A Justiça Eleitoral já demonstrou que não vai tolerar atitudes que visem mudar o resultado das urnas nas eleições de outubro. Com ouvidos e olhos atentos para registrar as denúncias e tentar flagrar os crimes, os juízes têm atuado de forma dura para conter aqueles que insistem nessa prática.

Tanto na Capital quanto no interior, a fiscalização tem sido intensa.

Basta dizer que já tem funcionário público do sudoeste vendo o sol nascer quadrado.

PALANQUE FORTE

O candidato do PT ao Parque dos Poderes, Delcídio do Amaral, quer exorcizar alguns fantasmas que rondam sua candidatura com a presença do ex-presidente Lula em seu palanque. A data previamente agenda é o dia 9 de setembro, dois dias depois do feriado nacional.

Precavido, o petista quer se antecipar aos fatos e se consolidar na primeira colocação das intenções de voto até aqui, para tentar vencer a eleição no primeiro turno. Esta é sua meta.

SURPRESA

Uma decisão do TSE (Tribunal Superior Eleitoral) pode surgir a qualquer momento para liberar ou acabar de vez com o sonho de Alcides Bernal (PP) de disputar vaga ao Senado. Sempre ocupando a segunda posição na corrida pelo cargo, conforme pesquisas, o progressista não desiste da ideia e aposta na sorte para manter-se vivo na competição.

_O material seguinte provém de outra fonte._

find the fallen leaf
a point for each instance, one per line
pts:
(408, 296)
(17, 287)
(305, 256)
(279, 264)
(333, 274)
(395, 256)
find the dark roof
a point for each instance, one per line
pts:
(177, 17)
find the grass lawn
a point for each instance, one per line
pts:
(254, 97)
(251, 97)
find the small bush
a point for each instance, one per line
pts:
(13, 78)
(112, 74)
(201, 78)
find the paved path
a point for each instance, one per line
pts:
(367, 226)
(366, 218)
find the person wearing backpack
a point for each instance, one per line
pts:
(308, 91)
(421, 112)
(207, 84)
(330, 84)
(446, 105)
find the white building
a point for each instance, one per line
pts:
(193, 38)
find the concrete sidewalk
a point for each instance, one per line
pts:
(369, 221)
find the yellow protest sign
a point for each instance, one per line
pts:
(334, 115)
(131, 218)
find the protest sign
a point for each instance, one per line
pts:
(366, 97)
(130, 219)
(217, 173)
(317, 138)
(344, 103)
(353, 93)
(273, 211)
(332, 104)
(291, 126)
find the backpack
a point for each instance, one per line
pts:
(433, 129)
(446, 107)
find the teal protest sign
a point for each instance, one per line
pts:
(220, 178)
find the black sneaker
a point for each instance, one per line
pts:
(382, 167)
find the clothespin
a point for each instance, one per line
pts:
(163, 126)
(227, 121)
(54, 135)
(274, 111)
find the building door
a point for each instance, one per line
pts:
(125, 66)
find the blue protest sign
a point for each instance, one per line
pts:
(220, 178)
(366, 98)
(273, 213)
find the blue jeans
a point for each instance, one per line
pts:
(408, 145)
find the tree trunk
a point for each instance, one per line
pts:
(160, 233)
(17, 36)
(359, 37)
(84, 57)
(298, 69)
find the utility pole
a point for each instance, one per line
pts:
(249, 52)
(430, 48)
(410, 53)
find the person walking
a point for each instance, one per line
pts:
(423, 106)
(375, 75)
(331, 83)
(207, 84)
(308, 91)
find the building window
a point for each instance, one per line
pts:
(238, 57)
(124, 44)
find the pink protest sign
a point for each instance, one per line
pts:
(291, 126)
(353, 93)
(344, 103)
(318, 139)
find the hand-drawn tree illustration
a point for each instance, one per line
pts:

No entanto, a aposta geral é que ele não vai conseguir seu intento devido à derrota sofrida na Câmara.

PROJEÇÃO

Pelo jeito, a advogada Tatiana Ujacow (Rede Sustentabilidade) não terá dificuldades para comandar a campanha de Marina Silva (PSB-AC) em solo sul-mato-grossense. Sem rejeição e ainda turbinada pela pesquisa, o nome da presidenciável está mais leve que pluma nas mãos de vedete.

Além de coordenar o projeto, cuja missão lhe foi dada pelo prefeito de Dourados, Murilo Zauith (PSB), Tatiana poderá se fortalecer com Marina caso ela se eleja presidente.

RAIO

A corrida presidencial ganhou novos contornos a partir da última pesquisa de intenção de votos. Apagada até bem pouco tempo na condição de vice, Marina Silva não só assumiu a titularidade da chapa, como também subiu feito um foguete na preferência do eleitorado brasileiro.

Intransigente com algumas questões, mas, certamente, maleável na manutenção do programa socialista, passou a ser a pedra na sandália de Dilma (PT) e no sapato de Aécio (PSDB).